Tuesday, October 21, 2008

Arroz con Pollo


There's a gazillion authentic ways to prepare this popular dish.  I used to work with a lot of people from the Caribbean- especially Puerto Rico and Dominican Republic.  They taught me how to make Arroz con Pollo their way.  Normally I use chicken thighs, but breasts are lighter.   

I tried another shortcut last night.  Ideally, I would use a medium grain rice and a seasoning product called "Sazon Goya con Azafran," but the store had neither...it did have this Vigo Yellow Rice Dinner stuff, which I bought and used and it was pretty much OK.

This is the cured "Spanish" Chorizo, which is very different from raw Mexican Chorizo. The texture is more like pepperoni than, say, bratwurst. Look for Goya brand if you're not sure what to buy.  You need to peel it and then slice it thin.  It's more of a flavoring than a meat item in your dish.

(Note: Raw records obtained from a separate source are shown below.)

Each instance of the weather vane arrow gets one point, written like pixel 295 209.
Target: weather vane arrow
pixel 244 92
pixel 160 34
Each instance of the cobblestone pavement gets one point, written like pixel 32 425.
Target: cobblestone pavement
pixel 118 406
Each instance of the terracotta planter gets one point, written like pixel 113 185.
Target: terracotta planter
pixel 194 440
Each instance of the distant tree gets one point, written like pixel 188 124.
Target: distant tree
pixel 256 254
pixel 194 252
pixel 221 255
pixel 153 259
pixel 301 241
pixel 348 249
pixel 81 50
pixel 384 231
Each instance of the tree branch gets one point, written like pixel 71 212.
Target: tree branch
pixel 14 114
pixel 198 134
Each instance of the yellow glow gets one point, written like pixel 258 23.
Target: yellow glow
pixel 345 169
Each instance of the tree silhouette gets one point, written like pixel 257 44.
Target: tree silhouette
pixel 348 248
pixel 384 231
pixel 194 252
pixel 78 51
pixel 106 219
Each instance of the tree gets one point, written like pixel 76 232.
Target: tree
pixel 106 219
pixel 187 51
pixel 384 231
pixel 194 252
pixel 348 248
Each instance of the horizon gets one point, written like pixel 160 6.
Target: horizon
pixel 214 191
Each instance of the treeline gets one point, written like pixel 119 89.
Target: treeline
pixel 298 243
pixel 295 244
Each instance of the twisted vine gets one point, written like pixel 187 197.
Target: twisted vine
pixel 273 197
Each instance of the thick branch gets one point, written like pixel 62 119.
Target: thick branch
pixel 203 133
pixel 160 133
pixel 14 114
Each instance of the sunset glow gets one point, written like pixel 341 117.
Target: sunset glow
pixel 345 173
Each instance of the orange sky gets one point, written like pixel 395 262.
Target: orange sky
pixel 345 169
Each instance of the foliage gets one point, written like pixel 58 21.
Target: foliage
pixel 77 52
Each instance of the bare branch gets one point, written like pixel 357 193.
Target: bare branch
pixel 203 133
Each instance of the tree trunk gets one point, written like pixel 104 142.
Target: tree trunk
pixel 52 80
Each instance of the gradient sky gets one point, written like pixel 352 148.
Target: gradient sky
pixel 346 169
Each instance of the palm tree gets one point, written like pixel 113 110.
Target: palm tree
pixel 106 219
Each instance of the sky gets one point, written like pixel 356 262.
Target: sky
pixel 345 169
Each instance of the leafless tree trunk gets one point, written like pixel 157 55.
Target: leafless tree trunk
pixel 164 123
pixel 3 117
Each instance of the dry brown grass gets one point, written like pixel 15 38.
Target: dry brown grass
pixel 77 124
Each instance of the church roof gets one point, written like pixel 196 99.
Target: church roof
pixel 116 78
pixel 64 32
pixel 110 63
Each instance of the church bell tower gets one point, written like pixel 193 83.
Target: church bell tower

I browned the 3 chicken breasts, then sauteed a red pepper, half an onion, garlic, and 1 chorizo link in the same pan:

Then the rice got added, the liquid called for on the package, and the chicken was tucked in there and it was covered to cook through.  I removed the chicken when it was done (about 7 minutes into the 20 minute cooking time).


Rice is cooked- a final garnish of fresh cilantro and green olives gets incorporated...

The chicken sliced and added back to reheat for a few moments...

That's it.  The whole bag of rice was a bit much for 3 chicken breasts and 2 adults/2 kids, but other than that, it was a good old favorite dinner for a chilly evening.